Finding consensus of multiple DNA sequences has been an important and well-studied problem. Fast and accurate algorithms are critical in the workflow of (metagenomic) genome assembly, variant calling, and most recently, trace reconstruction in DNA data storage systems.
Typical workflow of a DNA data storage system.
Current reconstruction algorithms typically rely on pairwise or multiple sequence alignment, whose results depend heavily on the chosen alignment scoring metrics.
Different scoring metrics may yield different MSA.
However, it is well known that the sequencing error rate may vary within each read and across different datasets [1]. Finding the optimal scoring scheme that accommodates all these variations is not easy.
We therefore propose a new problem definition. Instead of assuming the error rates and finding the optimal alignment, we assume that the sequences are observations of an unknown generative model, and try to predict the most probable next observation of the model.
The most probable next observation is regarded as the consensus.
In this work, we assume the model to be a k-th order Markov chain, whose parameters can be easily learned via k-mer counting. The parameters essentially encodes the position-specific error rates, making the alignment highly accurate. A novel algorithm, Bidirectional Beam Search (BBS), is used to infer the most probable output.

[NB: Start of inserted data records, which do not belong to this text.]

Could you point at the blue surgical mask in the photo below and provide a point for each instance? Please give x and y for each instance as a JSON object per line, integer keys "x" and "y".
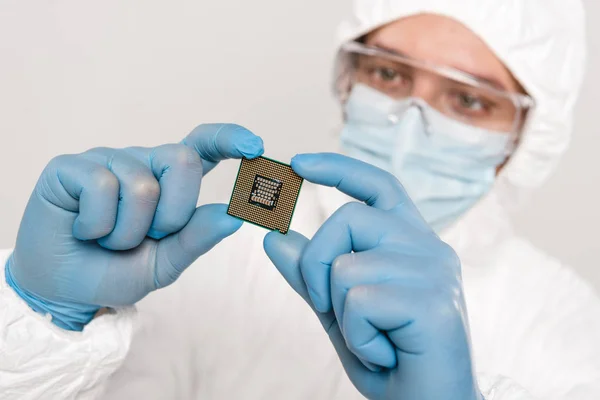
{"x": 445, "y": 166}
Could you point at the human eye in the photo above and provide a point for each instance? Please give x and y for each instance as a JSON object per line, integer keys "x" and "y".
{"x": 471, "y": 104}
{"x": 387, "y": 77}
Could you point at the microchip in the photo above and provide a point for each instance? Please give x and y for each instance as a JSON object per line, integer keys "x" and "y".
{"x": 265, "y": 193}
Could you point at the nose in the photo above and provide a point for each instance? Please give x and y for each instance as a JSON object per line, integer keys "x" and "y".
{"x": 426, "y": 87}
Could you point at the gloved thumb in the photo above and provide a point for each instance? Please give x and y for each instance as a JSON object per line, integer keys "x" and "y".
{"x": 208, "y": 226}
{"x": 285, "y": 252}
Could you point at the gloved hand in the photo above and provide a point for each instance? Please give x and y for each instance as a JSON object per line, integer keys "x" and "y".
{"x": 106, "y": 227}
{"x": 387, "y": 290}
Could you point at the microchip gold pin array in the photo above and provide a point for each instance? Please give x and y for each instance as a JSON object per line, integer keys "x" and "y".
{"x": 265, "y": 193}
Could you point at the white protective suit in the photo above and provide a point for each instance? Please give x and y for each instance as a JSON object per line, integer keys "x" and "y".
{"x": 231, "y": 328}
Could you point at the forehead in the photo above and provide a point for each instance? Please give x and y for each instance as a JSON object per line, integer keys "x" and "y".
{"x": 446, "y": 42}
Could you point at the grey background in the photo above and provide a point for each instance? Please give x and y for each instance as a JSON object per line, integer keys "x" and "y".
{"x": 80, "y": 74}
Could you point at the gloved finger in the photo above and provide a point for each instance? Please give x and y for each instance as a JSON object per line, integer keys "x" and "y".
{"x": 217, "y": 142}
{"x": 377, "y": 266}
{"x": 138, "y": 198}
{"x": 354, "y": 227}
{"x": 364, "y": 182}
{"x": 285, "y": 251}
{"x": 209, "y": 225}
{"x": 370, "y": 312}
{"x": 178, "y": 169}
{"x": 79, "y": 185}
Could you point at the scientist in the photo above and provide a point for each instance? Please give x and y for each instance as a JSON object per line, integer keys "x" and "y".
{"x": 465, "y": 106}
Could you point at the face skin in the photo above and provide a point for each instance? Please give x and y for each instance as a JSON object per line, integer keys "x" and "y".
{"x": 445, "y": 42}
{"x": 421, "y": 37}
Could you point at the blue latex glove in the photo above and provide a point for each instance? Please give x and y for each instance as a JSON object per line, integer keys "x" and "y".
{"x": 106, "y": 227}
{"x": 387, "y": 290}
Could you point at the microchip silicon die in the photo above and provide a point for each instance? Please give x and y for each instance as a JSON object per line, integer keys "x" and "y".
{"x": 265, "y": 193}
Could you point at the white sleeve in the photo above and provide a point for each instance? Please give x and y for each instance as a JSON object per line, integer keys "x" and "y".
{"x": 38, "y": 360}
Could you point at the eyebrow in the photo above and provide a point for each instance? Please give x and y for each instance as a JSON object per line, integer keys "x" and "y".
{"x": 479, "y": 77}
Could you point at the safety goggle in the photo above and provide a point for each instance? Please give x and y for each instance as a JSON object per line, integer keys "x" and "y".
{"x": 452, "y": 92}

Our algorithm takes linear time with respect to the length of the consensus, making it asymptotically faster than the other algorithms, while achieving top-tier accuracy.


Finally, the k-th order Markov chain also outputs a joint probability of observing the consensus sequence, which can be used to calculate a confidence score to judge the correctness of output consensus sequences, aiding in building a fast and reliable consensus finding workflow.

References
[1] Antkowiak, Philipp L., et al. “Low cost DNA data storage using photolithographic synthesis and advanced information reconstruction and error correction.” Nature communications 11.1 (2020): 5345.